Die Chronik der Ereignisse wird von zahlreichen Interviews durchbrochen; dreissig bis vierzig Leute kommen zu den Stichworten «Reithalle» und «Zaffaraya» zu Wort, äussern sich eingangs zur Frage, was ihnen in diesem Land Angst mache und formulieren am Ende des Films ihre Neujahrswünsche für das Jahr 1989. Die Entscheidung, sich nicht auf einige schillernde Exponenten der Bewegung zu beschränken und so – wie in Richard Dindos «Dani, Michi, Renato und Max» (1987) – starke Identifikationsfiguren zu schaffen, ist einer der Hauptvorzüge von «Berner beben». So wird es möglich, einen Eindruck vom breiten Spektrum der Meinungen und Utopien zu vermitteln; diese Gegeninformationen aus dem Innern der Bewegung verdichten sich über die Selbstdarstellung von Individuen zu einem Klimabild einer widersprüchlichen (was sonst?) und lebendigen Gegenkultur. Zwei Welten in einem Land: dieser Eindruck wurde im Vorfeld der Abstimmung über die Abschaffung der Armee allenthalben konstatiert – dieser Eindruck gilt auch für «Berner beben». Andreas Berger hat den Standpunkt der anderen Schweiz eingenommen und eine Geschichtsschreibung von unten, von der Strasse aus betrieben. Ein regelmässig ins Bild kommender Hund, der aus dem Off den Gang der Ereignisse mit bitterer Ironie und Galgenhumor kommentiert, veranschaulicht diese Haltung auf witzige Weise. Es erinnert an die antiken Kyniker und deren Prototypen Diogenes in der Tonne; dessen «hündische» Sicht der Dinge hat sich Andreas Bergers Kommentator zu eigen gemacht, um nicht vor der Arroganz der Macht und der eigenen Ohnmacht kapitulieren zu müssen.

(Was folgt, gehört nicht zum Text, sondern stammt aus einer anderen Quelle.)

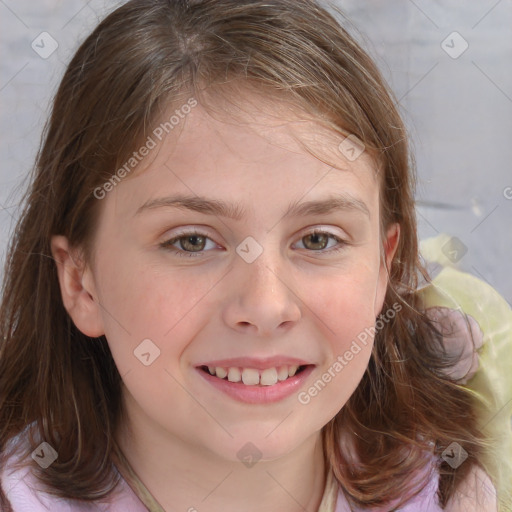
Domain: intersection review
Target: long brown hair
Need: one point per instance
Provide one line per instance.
(134, 65)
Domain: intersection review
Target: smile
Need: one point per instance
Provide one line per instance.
(254, 377)
(253, 386)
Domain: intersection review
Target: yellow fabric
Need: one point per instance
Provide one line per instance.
(492, 383)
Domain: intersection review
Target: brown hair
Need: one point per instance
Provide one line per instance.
(136, 62)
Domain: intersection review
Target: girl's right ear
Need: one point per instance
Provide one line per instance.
(77, 289)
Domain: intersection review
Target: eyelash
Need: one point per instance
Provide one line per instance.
(168, 244)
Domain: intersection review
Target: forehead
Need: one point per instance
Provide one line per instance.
(209, 150)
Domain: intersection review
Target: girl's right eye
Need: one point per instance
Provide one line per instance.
(190, 243)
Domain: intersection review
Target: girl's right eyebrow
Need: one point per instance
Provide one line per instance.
(333, 203)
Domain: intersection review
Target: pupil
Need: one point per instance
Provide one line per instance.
(318, 236)
(192, 241)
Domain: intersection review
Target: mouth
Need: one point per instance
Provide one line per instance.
(254, 377)
(256, 385)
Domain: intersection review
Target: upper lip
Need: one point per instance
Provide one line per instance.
(256, 363)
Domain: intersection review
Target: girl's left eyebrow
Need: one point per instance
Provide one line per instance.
(235, 211)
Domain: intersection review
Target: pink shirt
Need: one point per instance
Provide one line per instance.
(21, 488)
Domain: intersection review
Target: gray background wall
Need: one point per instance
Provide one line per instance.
(456, 97)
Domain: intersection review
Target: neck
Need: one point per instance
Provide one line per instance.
(182, 476)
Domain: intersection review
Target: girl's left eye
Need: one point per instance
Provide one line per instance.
(193, 243)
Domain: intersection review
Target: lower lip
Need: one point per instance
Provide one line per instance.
(259, 394)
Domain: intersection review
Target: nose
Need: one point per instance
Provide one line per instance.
(261, 299)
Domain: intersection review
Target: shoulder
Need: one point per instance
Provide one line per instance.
(25, 492)
(476, 493)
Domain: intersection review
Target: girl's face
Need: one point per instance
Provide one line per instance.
(207, 258)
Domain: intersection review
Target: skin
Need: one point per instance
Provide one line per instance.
(182, 435)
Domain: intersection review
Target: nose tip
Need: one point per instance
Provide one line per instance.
(261, 301)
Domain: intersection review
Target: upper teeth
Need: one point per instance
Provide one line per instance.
(253, 377)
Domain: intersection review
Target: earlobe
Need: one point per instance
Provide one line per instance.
(77, 288)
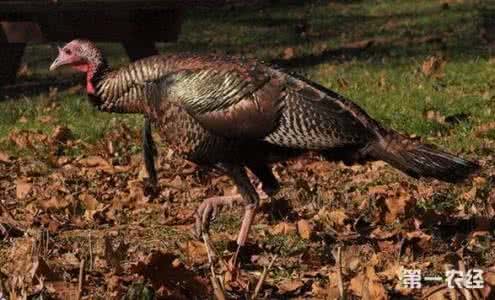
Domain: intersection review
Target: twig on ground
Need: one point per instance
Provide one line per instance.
(462, 268)
(217, 288)
(81, 279)
(90, 252)
(7, 212)
(439, 288)
(263, 277)
(452, 292)
(340, 281)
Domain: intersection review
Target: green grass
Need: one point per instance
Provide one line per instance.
(385, 79)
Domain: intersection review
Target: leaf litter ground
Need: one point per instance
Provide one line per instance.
(63, 212)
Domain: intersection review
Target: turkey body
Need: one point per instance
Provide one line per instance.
(234, 114)
(213, 109)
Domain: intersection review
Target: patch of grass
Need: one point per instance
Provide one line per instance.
(385, 78)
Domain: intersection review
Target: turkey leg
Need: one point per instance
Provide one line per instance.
(149, 152)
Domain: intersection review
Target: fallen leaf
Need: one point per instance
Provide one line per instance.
(304, 229)
(97, 162)
(23, 188)
(196, 252)
(367, 285)
(288, 53)
(61, 134)
(54, 202)
(46, 119)
(4, 157)
(284, 228)
(289, 286)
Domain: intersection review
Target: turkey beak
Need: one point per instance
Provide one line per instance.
(59, 61)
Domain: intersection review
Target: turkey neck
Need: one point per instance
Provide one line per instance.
(109, 94)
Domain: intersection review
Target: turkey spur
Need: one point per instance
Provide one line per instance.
(235, 114)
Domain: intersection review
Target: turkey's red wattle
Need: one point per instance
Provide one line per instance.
(89, 69)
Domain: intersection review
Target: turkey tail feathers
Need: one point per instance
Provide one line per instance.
(421, 160)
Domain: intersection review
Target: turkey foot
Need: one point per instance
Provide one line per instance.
(208, 211)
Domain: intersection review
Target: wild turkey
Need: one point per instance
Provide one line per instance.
(233, 114)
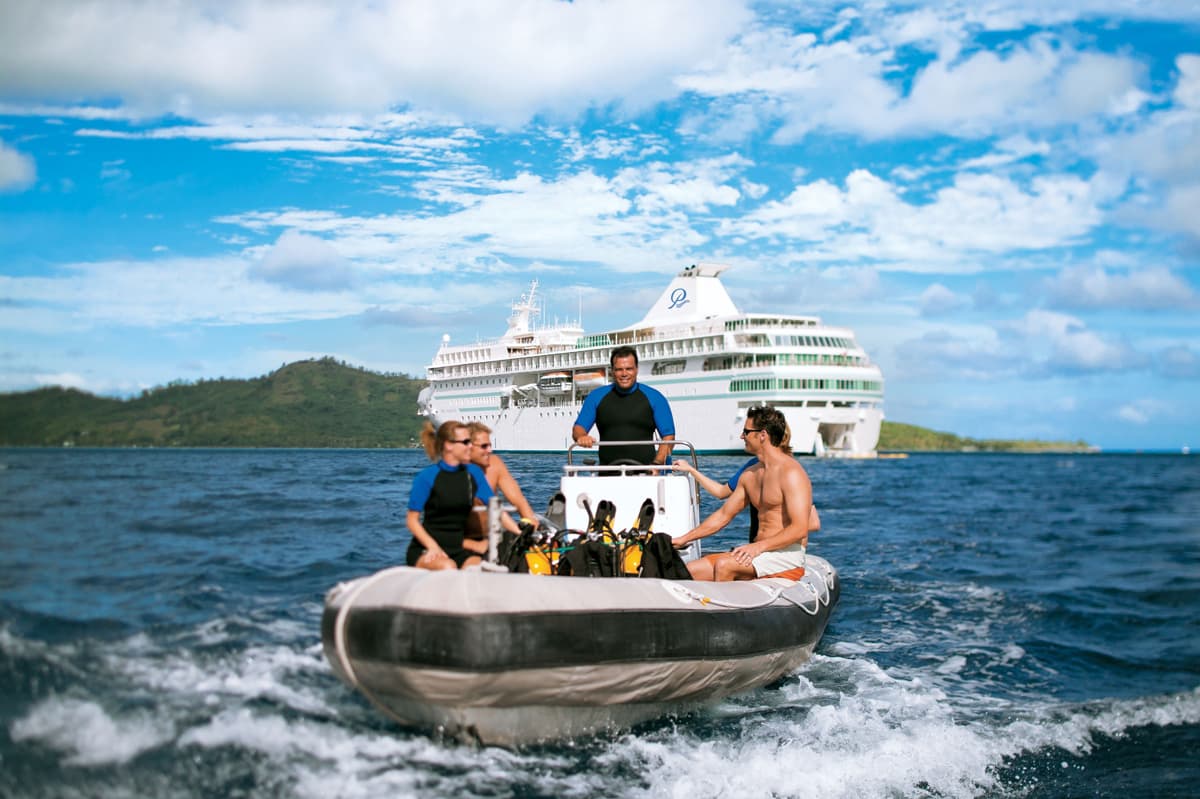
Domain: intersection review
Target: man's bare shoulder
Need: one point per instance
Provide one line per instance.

«Berner beben» ist – es sei nochmals gesagt – ein parteilicher Film, der für sich in Anspruch nimmt, uns alle – und nicht nur die Bewegten – aufzufordern, aus dem «real exisiterenden Gurkensalat endlich einen anständigen Staat zu machen» (Andreas Berger). Nächstes Jahr wird Bern das 800-Jahre-Jubiläum der Stadtgründung feiern. Ob das offizielle Bern sich im Festrausch dieses unbequemen Beitrags zur Stadtgeschichte erinnern wird?